Mijn leerjaren
Gerben Hellinga
In het begin van de jaren vijftig viel er voor een vijftienjarige scholier weinig anders te doen dan sporten, blokken en af en toe een fuifje. Was je ondernemend van aard dan kon je alleen maar door de stad zwerven. De meeste vrije tijd bracht ik op straat door, tot op een dag ook Amsterdam te klein voor me werd. Dat was toen ik voor de tweede keer van een middelbare school werd weggestuurd.
Mijn hooggeleerde pa, die als geen ander begreep dat ik ongeschikt was voor een academische loopbaan maar niet wist waar ik dan wel voor deugde, was terecht bang dat ik naar het vreemdelingenlegioen zou verdwijnen. Uiteindelijk kwam ik bij een psychiater terecht, door wiens interventie de deur naar de vrijheid voor mij werd opengezet. Ik hoefde niet weg te lopen, ik mocht gaan.
Eerst zat ik nog een jaar op een vrije school in Engeland, waar ik leerde vrijen en Shakespeare in het Engels las. Vervolgens kwam ik op een academie in Brussel terecht, waar ik me zou gaan bekwamen in het ontwerpen van toneeldecors, maar dat bleek een cursus veredeld fröbelen te zijn die mij maar matig kon boeien. In mijn Brusselse zolderkamertje leerde ik voor het eerst de eenzaamheid in den vreemde kennen en ik liep weer veel op straat. Ik sprak nu redelijk Frans en het lag voor de hand om vervolgens naar Parijs te gaan, maar door een wonderlijke ingreep van het lot kwam ik in Wenen terecht, waar ik in het Engels toelatingsexamen deed voor de toneelschool en tot mijn verbazing werd aangenomen, op voorwaarde dat ik binnen een jaar bühnenfähiges Deutsch zou spreken.
Op de dag dat ik in Wenen aankwam brak de Hongaarse opstand uit. De Russen waren nog maar kort geleden uit Oostenrijk vertrokken en in de Weense wijnkelders likten de nazi's hun wonden. Overal kwam je antisemitisme en xenofobie tegen. Als krompratende buitenlander werd ik vaak voor een Hongaar gehouden, zo kwam ik te weten wat discriminatie is. Ik leerde het fascistoïde type herkennen dat ik later overal waar ik kwam zou tegenkomen.

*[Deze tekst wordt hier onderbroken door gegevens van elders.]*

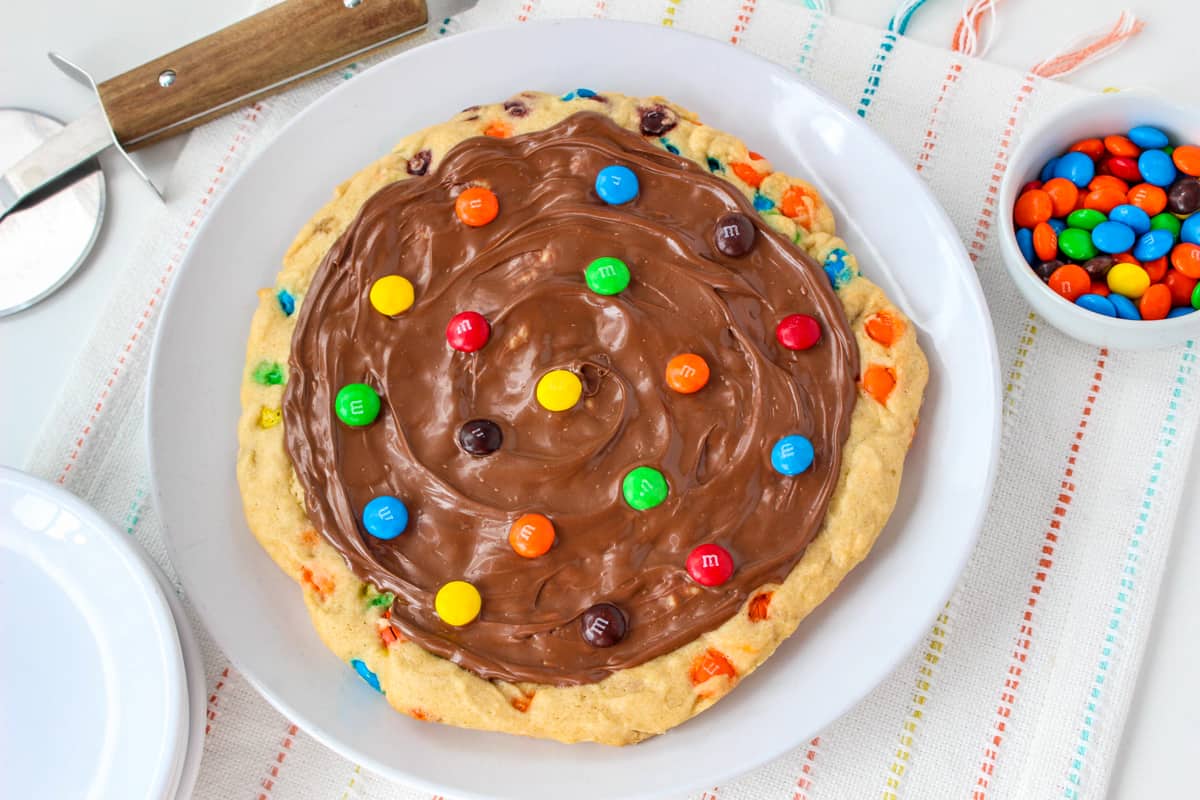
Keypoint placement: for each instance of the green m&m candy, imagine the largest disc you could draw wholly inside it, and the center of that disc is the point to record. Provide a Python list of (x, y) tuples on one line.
[(1085, 218), (1077, 244), (1165, 221), (357, 404), (645, 487), (607, 275)]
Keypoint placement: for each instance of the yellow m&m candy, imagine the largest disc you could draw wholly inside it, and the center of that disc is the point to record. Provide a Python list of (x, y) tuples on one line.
[(457, 602), (391, 295), (1128, 280), (559, 390)]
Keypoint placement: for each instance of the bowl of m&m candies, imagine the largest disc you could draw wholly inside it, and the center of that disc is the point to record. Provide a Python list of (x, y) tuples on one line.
[(1101, 212)]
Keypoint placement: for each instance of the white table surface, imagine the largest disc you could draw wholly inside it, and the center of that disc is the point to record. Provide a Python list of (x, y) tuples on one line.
[(39, 347)]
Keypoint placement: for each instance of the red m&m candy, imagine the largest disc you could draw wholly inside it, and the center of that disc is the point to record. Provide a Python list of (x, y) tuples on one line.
[(798, 331), (709, 565), (468, 331)]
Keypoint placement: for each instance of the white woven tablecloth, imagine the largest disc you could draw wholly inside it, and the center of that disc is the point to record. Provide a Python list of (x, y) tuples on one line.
[(1023, 684)]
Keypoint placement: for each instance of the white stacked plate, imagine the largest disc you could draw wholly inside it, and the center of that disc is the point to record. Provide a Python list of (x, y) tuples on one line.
[(103, 684)]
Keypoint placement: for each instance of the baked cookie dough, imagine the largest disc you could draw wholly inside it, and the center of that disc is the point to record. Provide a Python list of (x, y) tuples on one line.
[(594, 446)]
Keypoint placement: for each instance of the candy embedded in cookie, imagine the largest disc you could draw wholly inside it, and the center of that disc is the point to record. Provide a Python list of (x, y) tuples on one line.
[(468, 618), (627, 441)]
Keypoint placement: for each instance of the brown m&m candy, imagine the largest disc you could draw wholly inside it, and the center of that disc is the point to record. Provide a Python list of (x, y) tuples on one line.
[(733, 234), (1045, 269), (1097, 268), (480, 437), (658, 120), (603, 625), (1183, 196)]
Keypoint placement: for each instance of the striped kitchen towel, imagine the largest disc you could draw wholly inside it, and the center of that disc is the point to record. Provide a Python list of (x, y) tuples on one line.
[(1024, 680)]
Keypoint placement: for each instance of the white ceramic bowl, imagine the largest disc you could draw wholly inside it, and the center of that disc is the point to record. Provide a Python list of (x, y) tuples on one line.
[(1095, 116)]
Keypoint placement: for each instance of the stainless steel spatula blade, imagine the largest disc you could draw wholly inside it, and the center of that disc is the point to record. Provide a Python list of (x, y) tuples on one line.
[(46, 239)]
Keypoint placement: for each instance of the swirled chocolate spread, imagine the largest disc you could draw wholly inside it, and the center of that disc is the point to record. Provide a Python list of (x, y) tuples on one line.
[(525, 272)]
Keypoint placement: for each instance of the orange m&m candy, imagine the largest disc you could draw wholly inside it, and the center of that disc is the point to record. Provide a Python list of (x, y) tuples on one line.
[(1187, 158), (477, 206), (1156, 269), (1147, 197), (879, 382), (1032, 206), (1045, 241), (747, 173), (532, 535), (687, 373), (1063, 196), (1155, 302), (1186, 258), (1071, 281), (883, 328)]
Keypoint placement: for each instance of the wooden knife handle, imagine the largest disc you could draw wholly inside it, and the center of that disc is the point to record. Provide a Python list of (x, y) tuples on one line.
[(251, 59)]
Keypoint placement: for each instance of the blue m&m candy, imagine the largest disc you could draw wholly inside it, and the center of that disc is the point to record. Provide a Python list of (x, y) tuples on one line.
[(1132, 216), (1153, 245), (1113, 236), (1123, 307), (1147, 137), (792, 455), (385, 517), (1025, 244), (1157, 168), (366, 674), (1096, 304), (1048, 170), (1075, 167), (617, 185), (1189, 230)]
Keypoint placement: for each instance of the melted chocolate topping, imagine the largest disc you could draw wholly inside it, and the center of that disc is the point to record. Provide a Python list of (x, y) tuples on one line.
[(525, 272)]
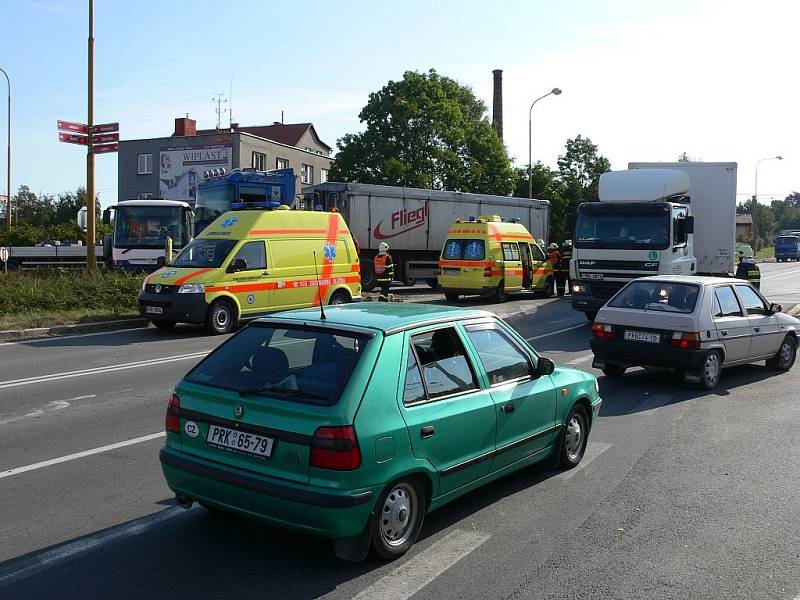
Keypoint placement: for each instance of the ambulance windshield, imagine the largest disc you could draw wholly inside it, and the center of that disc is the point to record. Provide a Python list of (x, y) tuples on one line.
[(204, 254), (149, 226)]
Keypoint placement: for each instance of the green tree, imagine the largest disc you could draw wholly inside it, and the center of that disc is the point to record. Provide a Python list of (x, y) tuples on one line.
[(425, 131)]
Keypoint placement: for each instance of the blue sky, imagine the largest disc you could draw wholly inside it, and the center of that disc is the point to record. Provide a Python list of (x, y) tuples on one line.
[(645, 80)]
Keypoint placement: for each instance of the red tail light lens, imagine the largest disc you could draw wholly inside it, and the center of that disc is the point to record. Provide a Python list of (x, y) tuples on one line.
[(685, 340), (172, 422), (603, 331), (335, 448)]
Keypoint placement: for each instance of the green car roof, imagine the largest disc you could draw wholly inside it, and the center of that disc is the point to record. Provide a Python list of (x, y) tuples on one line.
[(382, 316)]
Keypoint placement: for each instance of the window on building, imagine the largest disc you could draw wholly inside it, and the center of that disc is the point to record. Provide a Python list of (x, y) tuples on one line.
[(308, 174), (259, 161), (145, 164)]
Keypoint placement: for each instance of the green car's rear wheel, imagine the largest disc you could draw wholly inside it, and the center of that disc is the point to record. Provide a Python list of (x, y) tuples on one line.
[(399, 513)]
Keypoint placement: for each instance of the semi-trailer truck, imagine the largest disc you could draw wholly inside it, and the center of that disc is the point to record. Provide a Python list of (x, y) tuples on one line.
[(653, 219)]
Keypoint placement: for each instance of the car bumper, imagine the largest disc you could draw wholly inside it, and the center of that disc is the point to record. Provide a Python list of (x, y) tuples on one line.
[(630, 354), (326, 513), (178, 308)]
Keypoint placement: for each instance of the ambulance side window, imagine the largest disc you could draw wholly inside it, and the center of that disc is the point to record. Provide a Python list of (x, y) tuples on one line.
[(254, 254)]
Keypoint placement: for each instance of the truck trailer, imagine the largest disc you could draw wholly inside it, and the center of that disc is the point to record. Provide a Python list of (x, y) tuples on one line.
[(414, 222), (653, 219)]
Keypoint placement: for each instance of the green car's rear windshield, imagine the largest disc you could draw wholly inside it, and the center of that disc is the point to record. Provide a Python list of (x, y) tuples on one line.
[(666, 296), (301, 364)]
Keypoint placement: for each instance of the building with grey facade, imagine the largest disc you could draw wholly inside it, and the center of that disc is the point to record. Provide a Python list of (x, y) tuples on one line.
[(171, 167)]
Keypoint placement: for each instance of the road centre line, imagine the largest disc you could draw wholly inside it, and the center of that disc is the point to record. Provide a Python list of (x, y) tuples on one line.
[(538, 337), (31, 565), (407, 579), (593, 450), (99, 370), (83, 454)]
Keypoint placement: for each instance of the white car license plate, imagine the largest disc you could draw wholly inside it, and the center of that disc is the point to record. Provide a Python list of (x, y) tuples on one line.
[(240, 442), (643, 336)]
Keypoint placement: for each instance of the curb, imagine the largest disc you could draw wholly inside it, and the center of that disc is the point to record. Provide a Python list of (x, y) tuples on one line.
[(63, 330)]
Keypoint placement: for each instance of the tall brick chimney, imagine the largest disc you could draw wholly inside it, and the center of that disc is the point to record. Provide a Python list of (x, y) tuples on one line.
[(497, 103), (184, 126)]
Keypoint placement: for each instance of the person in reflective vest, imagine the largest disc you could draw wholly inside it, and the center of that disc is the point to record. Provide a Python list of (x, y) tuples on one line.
[(384, 270), (748, 269), (562, 275)]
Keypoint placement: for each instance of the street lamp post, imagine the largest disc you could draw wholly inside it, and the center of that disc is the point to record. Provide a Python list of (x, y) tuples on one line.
[(554, 92), (753, 210), (8, 164)]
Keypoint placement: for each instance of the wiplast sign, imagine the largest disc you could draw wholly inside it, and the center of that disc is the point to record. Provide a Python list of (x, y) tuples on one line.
[(400, 222)]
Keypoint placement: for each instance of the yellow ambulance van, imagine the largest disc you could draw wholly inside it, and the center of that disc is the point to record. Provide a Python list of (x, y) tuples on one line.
[(492, 257), (252, 262)]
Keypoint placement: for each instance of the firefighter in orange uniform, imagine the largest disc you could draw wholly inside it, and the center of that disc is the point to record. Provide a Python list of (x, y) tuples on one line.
[(384, 270)]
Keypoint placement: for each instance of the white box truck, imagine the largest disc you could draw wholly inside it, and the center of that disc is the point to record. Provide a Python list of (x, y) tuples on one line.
[(414, 222), (653, 219)]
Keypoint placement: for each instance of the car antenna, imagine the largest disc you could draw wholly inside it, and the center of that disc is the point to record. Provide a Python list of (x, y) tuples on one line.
[(319, 289)]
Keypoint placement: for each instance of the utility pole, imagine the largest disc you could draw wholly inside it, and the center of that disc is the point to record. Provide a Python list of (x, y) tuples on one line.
[(8, 164), (91, 207)]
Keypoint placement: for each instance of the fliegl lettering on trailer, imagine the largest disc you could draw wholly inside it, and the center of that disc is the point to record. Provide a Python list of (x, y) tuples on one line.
[(403, 221)]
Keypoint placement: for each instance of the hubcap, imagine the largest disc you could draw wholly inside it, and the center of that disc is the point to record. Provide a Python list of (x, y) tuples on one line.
[(711, 369), (398, 515), (573, 438)]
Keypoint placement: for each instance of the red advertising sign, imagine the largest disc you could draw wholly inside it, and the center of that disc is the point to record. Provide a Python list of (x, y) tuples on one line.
[(72, 138), (103, 148), (106, 128), (76, 127), (104, 138)]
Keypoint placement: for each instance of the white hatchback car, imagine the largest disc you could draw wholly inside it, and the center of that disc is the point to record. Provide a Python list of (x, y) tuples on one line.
[(696, 325)]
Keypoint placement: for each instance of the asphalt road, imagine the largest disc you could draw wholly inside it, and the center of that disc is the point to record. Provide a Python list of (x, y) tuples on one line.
[(682, 493)]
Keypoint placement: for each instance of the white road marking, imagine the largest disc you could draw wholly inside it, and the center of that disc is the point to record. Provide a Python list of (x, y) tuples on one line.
[(49, 407), (100, 370), (581, 359), (42, 560), (653, 403), (77, 455), (407, 579), (538, 337), (593, 450)]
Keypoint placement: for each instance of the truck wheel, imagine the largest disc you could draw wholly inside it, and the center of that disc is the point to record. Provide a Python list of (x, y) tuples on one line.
[(368, 278), (221, 317), (339, 297)]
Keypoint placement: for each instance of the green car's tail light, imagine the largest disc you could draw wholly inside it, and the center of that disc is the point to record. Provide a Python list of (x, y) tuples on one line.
[(685, 340), (172, 421), (335, 448)]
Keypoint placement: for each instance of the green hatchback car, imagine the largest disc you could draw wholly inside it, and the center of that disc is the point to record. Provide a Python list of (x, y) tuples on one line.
[(354, 425)]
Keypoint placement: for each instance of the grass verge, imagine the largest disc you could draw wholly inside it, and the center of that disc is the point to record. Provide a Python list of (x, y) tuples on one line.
[(61, 297)]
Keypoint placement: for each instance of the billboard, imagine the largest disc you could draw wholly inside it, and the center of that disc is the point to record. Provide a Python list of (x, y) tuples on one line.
[(181, 168)]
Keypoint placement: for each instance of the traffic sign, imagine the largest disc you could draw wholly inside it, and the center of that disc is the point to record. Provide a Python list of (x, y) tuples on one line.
[(103, 148), (106, 128), (104, 138), (70, 126), (72, 138)]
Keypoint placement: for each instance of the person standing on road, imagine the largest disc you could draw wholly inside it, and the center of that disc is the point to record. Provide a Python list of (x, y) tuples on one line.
[(748, 269), (562, 276), (384, 270)]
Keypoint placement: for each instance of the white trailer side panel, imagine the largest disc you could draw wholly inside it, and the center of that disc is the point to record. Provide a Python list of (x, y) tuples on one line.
[(713, 204)]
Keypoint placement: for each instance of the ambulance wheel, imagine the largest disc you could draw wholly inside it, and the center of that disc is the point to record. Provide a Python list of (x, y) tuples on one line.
[(221, 318), (339, 297), (368, 278)]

In Wenen studeerde ik zelfs af. Op zwemmen A na is dat het enige diploma dat ik ooit het gehaald. Er werden mij banen aangeboden. Ik kon als regie-assistent in Wenen blijven of naar Hamburg of Keulen gaan. Maar een regie-assistent moest eerst een paar jaar asbakken legen en koffiekoppen vullen. Als je dat nou maar vlijtig deed kreeg je ook wel eens een regietje toegeschoven. Mij trok dat niet aan. Achteraf kan ik zien dat ik daar niet was om carrière te maken maar om te leren.
Het lot bracht me nu naar het Berlijn van vóór de Muur, waar niemand mij kende en niemand op me zat te wachten. Daar leerde ik wat armoede is. Ik probeerde tevergeefs als filmacteur aan de slag te komen, assisteerde in het Brecht-theater in Oost-Berlijn, liep weer op straat en bracht veel tijd in bibliotheken door.
Tenslotte belandde ik in New York als begeleider van een fotomodel. Zij verdiende veel geld en ik deed de boodschappen. Ook zat ik er in de Actor's Studio aan de voeten van Lee Strasberg, de goeroe van het zogenaamde method acting. Ik zat veel in de Public Library en trok weer de straat op. Heel Manhattan doorkruiste ik te voet en 's avonds ging ik naar decadente party's bij beroemde jetsetters.
Zeven jaar na mijn vertrek, in het begin van de jaren zestig, keerde ik terug naar Nederland en presenteerde me bij de vaderlandse toneeldirecteuren, maar die zaten bepaald niet te wachten op een wijsneus die uit het buitenland kwam. Uiteindelijk mocht ik ergens als regie-assistent aan het werk en moest ik doen wat ik al die jaren had weten te vermijden: koffie aanslepen voor middelmatige regisseurs.
Achteraf beschouwd maakte ook dat ene jaartje op de Nederlandse planken nog deel uit van mijn grand tour, want het was de laatste bittere ervaring die ik nodig had. Ik nam ontslag en schreef mijn eerste thriller.